Caleb Lareau edited this page Oct 2, 2019 · 3 revisions

Running bap2 on 10X single-cell ATAC data

Here, we provide two vignettes for running bap2 on scATAC-seq data generated on the droplet-based 10X scATAC-seq platform.

Use with a new CellRanger output

Assuming that CellRanger was run with default parameters and with a specified output name of CR_out, we can execute bap2 directly on the output folder with one simple command:

bap2 bam -i CR_out/outs/possorted_bam.bam -o local_CR_bap -r hg19 -c 12 -bt CB -w CR_out/outs/filtered_peak_bc_matrix/barcodes.tsv 

Look at existing public data

All raw files can be found here: https://support.10xgenomics.com/single-cell-atac/datasets/1.1.0/atac_v1_pbmc_5k

Download and setup data

Raw .bam files (with index) are an essential input--

wget http://s3-us-west-2.amazonaws.com/10x.files/samples/cell-atac/1.1.0/atac_v1_pbmc_5k/atac_v1_pbmc_5k_possorted_bam.bam
samtools index atac_v1_pbmc_5k_possorted_bam.bam

Next, pull the barcodes called as "cells" by CellRanger.

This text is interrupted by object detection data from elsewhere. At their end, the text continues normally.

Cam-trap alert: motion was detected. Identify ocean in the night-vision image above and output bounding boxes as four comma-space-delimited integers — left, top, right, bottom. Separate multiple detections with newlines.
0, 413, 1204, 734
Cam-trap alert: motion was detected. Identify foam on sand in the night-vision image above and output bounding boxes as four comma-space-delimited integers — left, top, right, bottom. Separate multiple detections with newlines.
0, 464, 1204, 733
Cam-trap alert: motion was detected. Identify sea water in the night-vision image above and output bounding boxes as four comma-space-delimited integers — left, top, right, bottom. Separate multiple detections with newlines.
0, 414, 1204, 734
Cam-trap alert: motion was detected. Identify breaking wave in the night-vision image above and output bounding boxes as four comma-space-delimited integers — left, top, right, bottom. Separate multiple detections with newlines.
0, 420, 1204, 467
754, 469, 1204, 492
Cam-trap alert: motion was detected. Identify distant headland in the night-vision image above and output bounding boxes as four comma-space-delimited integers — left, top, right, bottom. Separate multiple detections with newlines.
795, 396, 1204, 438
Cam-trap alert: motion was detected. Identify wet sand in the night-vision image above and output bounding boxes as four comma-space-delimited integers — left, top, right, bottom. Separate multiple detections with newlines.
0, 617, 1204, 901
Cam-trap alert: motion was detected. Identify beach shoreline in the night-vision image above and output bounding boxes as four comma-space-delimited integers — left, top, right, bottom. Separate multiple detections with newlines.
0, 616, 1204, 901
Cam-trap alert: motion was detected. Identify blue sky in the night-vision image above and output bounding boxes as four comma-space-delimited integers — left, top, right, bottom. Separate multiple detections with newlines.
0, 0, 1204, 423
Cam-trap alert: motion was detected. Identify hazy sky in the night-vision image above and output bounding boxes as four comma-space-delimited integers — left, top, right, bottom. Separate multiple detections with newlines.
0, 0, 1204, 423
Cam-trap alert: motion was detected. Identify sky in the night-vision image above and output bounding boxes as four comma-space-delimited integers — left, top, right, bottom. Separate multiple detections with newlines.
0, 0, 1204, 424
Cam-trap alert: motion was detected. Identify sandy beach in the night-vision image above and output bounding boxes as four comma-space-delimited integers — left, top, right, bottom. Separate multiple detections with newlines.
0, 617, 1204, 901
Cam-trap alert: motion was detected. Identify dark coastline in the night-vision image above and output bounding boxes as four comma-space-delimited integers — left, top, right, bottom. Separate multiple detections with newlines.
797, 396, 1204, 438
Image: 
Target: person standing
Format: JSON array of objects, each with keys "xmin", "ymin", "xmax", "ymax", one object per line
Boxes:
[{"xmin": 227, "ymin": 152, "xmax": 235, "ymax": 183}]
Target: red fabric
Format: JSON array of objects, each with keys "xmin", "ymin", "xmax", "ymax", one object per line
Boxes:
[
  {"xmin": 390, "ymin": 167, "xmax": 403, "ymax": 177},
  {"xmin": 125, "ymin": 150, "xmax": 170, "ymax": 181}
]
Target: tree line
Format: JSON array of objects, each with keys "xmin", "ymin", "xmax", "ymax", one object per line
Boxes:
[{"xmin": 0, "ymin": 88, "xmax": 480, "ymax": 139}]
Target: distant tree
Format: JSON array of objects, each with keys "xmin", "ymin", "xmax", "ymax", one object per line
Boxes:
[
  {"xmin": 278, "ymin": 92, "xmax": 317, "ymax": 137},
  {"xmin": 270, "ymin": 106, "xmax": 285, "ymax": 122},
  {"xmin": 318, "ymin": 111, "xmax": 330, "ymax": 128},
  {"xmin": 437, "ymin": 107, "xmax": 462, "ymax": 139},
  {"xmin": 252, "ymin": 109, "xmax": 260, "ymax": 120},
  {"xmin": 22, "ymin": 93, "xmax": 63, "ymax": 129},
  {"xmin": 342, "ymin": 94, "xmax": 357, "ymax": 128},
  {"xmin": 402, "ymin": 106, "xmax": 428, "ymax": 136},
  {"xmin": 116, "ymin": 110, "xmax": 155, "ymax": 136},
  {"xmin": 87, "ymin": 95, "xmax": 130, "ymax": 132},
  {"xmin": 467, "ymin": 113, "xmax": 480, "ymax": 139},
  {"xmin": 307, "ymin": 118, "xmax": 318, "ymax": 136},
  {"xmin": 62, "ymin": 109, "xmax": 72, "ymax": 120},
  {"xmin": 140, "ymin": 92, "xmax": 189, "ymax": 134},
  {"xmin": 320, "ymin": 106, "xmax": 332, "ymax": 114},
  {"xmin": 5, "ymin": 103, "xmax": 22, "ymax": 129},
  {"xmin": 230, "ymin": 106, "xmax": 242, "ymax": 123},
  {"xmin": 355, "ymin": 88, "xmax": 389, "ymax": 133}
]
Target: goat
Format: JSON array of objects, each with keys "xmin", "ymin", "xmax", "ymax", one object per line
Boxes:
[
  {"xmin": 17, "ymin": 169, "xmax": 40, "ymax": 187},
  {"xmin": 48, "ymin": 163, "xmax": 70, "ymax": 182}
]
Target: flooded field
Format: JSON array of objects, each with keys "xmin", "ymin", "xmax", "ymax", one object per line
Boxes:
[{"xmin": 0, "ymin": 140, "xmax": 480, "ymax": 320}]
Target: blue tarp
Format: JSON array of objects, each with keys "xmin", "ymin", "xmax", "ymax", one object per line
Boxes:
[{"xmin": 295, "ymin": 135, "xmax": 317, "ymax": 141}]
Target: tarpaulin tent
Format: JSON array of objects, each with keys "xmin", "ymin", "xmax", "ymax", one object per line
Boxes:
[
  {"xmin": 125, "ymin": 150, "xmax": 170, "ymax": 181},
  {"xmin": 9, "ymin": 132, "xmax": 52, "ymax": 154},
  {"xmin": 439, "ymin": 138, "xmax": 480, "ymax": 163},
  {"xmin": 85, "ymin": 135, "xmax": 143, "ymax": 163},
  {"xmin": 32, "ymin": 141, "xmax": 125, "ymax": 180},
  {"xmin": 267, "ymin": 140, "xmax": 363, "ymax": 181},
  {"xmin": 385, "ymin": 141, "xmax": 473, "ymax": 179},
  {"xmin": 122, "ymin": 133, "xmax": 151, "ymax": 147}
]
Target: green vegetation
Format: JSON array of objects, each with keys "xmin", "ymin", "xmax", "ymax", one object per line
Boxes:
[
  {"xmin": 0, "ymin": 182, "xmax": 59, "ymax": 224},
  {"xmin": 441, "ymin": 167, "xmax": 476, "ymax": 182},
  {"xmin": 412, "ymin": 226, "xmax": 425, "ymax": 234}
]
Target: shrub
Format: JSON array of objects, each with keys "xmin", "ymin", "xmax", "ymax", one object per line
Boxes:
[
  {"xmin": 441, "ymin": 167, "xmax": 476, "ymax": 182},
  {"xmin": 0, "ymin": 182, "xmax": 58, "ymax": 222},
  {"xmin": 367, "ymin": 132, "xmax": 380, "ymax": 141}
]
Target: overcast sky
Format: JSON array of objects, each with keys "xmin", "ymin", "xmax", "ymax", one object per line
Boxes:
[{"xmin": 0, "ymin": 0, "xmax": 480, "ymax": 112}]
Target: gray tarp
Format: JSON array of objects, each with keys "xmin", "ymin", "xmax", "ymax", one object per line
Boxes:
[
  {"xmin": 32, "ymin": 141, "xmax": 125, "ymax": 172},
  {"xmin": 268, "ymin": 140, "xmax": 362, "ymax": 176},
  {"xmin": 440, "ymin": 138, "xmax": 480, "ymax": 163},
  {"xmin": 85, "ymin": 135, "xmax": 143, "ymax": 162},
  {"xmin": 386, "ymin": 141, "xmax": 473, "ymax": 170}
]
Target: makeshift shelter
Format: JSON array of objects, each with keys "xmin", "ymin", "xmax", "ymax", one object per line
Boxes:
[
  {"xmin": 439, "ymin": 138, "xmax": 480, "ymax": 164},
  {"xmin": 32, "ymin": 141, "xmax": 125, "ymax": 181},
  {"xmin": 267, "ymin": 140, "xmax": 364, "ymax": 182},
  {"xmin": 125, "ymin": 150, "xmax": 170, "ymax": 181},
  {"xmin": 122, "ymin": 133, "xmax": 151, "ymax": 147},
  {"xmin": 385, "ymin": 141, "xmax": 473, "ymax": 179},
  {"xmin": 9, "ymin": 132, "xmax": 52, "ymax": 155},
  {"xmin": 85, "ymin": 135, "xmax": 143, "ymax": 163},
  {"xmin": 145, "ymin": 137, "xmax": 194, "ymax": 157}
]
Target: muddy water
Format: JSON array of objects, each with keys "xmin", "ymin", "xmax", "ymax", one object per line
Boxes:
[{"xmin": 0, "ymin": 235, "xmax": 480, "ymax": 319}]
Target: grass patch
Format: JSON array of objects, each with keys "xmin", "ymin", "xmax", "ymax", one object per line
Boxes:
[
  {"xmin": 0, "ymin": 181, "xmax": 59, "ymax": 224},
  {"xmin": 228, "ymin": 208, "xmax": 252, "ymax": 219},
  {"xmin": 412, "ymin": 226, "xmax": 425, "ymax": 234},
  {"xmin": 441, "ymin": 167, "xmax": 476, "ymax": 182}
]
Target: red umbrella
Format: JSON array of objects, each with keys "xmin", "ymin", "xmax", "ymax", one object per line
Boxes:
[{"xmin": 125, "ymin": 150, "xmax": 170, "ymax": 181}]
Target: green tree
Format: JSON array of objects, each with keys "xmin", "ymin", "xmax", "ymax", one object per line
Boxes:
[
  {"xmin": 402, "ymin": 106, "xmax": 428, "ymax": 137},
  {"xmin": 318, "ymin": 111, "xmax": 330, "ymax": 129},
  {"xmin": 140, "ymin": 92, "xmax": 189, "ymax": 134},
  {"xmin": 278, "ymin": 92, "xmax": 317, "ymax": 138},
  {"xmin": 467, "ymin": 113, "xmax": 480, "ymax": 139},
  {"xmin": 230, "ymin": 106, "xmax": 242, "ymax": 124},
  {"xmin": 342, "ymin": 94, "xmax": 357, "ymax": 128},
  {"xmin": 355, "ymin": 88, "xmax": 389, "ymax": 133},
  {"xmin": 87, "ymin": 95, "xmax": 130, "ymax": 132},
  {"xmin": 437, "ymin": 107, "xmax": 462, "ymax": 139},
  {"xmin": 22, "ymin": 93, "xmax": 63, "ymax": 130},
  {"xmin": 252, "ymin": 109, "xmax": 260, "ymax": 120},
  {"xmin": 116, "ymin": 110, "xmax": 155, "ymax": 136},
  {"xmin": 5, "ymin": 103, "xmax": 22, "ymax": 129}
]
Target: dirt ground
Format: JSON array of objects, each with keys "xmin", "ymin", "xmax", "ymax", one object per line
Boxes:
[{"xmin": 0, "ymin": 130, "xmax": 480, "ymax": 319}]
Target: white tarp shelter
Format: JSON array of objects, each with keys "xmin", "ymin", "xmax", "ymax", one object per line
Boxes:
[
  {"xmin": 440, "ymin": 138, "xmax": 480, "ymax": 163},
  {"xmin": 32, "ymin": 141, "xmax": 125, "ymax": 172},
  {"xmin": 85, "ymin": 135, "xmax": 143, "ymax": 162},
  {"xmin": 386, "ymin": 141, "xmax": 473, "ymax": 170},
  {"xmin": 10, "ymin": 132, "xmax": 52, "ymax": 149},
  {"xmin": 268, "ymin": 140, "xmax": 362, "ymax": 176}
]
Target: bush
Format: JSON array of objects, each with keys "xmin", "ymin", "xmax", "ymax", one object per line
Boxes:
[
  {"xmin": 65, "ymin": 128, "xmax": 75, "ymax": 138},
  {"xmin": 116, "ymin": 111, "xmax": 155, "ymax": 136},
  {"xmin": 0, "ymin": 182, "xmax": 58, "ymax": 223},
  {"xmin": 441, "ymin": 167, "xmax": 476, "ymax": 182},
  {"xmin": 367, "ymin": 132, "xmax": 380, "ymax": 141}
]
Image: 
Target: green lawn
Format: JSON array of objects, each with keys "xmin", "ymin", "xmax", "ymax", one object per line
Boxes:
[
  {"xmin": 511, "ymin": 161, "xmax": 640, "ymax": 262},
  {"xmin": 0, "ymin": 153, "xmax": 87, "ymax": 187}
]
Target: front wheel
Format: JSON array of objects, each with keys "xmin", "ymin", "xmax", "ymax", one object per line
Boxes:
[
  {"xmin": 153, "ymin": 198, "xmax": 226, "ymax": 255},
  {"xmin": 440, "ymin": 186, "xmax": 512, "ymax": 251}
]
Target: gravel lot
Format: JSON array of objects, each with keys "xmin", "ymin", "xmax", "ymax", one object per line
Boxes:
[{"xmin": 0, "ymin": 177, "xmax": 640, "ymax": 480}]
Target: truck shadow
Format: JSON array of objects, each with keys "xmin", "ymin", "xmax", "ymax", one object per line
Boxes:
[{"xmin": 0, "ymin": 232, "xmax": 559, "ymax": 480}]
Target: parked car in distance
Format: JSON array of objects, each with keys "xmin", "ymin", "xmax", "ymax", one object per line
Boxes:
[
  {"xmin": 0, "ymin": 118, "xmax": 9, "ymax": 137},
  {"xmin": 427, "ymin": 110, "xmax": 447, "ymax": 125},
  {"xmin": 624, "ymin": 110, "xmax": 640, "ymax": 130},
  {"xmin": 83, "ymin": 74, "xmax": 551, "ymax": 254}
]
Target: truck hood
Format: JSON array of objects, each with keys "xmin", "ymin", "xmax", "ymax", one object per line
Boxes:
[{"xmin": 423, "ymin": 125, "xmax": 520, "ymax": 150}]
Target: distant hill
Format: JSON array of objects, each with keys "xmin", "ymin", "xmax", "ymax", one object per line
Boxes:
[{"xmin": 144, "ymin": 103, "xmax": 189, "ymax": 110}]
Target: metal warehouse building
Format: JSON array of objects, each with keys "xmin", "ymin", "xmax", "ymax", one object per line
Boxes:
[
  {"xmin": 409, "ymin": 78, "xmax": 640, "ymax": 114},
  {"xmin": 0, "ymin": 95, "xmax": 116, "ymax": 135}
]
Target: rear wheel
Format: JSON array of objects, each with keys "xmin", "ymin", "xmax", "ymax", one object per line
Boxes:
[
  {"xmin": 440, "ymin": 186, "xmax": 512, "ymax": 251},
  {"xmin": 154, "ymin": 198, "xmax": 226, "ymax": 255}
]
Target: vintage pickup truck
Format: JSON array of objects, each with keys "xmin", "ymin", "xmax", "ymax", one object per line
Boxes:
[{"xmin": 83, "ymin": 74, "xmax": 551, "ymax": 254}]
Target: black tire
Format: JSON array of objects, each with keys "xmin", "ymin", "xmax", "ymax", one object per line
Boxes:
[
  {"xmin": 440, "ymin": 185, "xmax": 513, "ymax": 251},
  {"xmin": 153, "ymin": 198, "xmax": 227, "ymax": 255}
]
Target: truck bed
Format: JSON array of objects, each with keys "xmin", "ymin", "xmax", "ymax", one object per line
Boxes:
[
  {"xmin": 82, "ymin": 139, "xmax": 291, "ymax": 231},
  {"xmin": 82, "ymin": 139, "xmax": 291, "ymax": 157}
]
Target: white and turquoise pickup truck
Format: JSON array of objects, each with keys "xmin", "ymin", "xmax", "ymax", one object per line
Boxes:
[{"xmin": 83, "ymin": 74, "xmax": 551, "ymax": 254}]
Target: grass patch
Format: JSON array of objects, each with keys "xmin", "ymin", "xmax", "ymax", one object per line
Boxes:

There several different ways of pulling these barcodes, including one shown below--

wget http://cf.10xgenomics.com/samples/cell-atac/1.1.0/atac_v1_pbmc_5k/atac_v1_pbmc_5k_filtered_peak_bc_matrix.tar.gz
tar -xzvf atac_v1_pbmc_5k_filtered_peak_bc_matrix.tar.gz
ls filtered_peak_bc_matrix/barcodes.tsv 

Execute bap2

Finally, with these inputs in place, bap2 can be executed:

bap2 bam -i atac_v1_pbmc_5k_possorted_bam.bam -o public_pbmcs5k_bap -r hg19 -c 12 -bt CB -w filtered_peak_bc_matrix/barcodes.tsv 

Here, the -c 12 specified 12 cores; the -bt CB indicates the the cell barcode tag is "CB" (consistent with the 10X standard, and the universe of barcodes considered for merging are only those called "cells" by the original CellRanger knee call. Additionally -r specifies the reference genome; update accordingly to your use case (both analyses here used hg19, which is the default). Use bap2 --help to see all possible command line configurations.

Examine output files

While all output files will hopefully be of some value (see here), one particularly useful file that should drag-and-drop with other existing workflows for 10X scATAC-seq data is the *.fragments.tsv.gz file, which is compressed with bgzip and indexed with tabix akin to what comes out of CellRanger. However, these fragments have been merged between the constitutive barcodes that were predicted to be barcode multiplets.